Good morning, y’all. If you are like most of the Bulldawg nation you are waking slowly today. Whether the lethargy is due to the destruction of brain cells by the viewing of the debacle in Oxford, or the alcohol imbibed to make the images of the game go away, either way, the damage to the frontal cortex has been done.
I believe it was on Jacob Eason’s pick six that I jumped from my Barcalounger screaming “my eyes, my eyes”, causing my dear wife Mulva to think I had been struck blind like Paul on the road to Damascus. I guess she figured I was long over due for some sort of Divine Intervention, and being struck blind in the middle of a game was just as good as any other time. Would that it were true.
Instead, the Dear Lord kept me sighted for the entire train wreck, er, game. I do not use the term train wreck lightly.

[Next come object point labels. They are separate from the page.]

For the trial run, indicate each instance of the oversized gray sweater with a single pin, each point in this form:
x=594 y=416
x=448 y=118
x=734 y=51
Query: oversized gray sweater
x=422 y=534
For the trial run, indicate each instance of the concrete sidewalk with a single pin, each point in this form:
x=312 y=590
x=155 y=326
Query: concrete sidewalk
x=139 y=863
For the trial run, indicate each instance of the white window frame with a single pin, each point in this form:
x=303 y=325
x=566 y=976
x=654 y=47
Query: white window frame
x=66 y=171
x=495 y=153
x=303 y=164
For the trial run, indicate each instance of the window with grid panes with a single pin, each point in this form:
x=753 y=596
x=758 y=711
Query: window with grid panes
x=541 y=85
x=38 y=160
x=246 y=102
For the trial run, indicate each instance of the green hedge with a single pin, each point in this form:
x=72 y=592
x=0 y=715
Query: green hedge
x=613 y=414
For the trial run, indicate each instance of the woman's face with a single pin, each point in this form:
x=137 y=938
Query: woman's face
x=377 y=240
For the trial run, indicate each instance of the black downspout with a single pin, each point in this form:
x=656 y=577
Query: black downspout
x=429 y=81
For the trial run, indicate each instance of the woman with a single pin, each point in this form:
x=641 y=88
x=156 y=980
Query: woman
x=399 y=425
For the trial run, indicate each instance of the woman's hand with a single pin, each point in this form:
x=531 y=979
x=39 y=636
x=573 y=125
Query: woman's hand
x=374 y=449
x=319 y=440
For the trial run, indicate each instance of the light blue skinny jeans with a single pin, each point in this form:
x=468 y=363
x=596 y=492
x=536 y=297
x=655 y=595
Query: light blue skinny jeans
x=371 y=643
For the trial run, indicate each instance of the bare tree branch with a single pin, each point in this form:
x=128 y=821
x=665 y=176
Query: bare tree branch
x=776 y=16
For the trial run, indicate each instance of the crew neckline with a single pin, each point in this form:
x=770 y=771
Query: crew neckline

Normally I can find a bright spot to focus on during a defeat and dwell on that aspect until the next week. There was nothing from yesterday’s game that could be taken forward as a positive to give hope that the inbreds from Tennessee will not stomp a giant mud hole in our team next week in Athens. Nothing.
After a self imposed time out, and many hours of meditation, I have found one positive to the trip. Mississippi has one of the lowest incidents of the Zika virus in the United States. So I guess that while we can say that none of our players can catch a football, they probably didn’t catch the Zika either.
Bud Lite, always looking for the sunny side.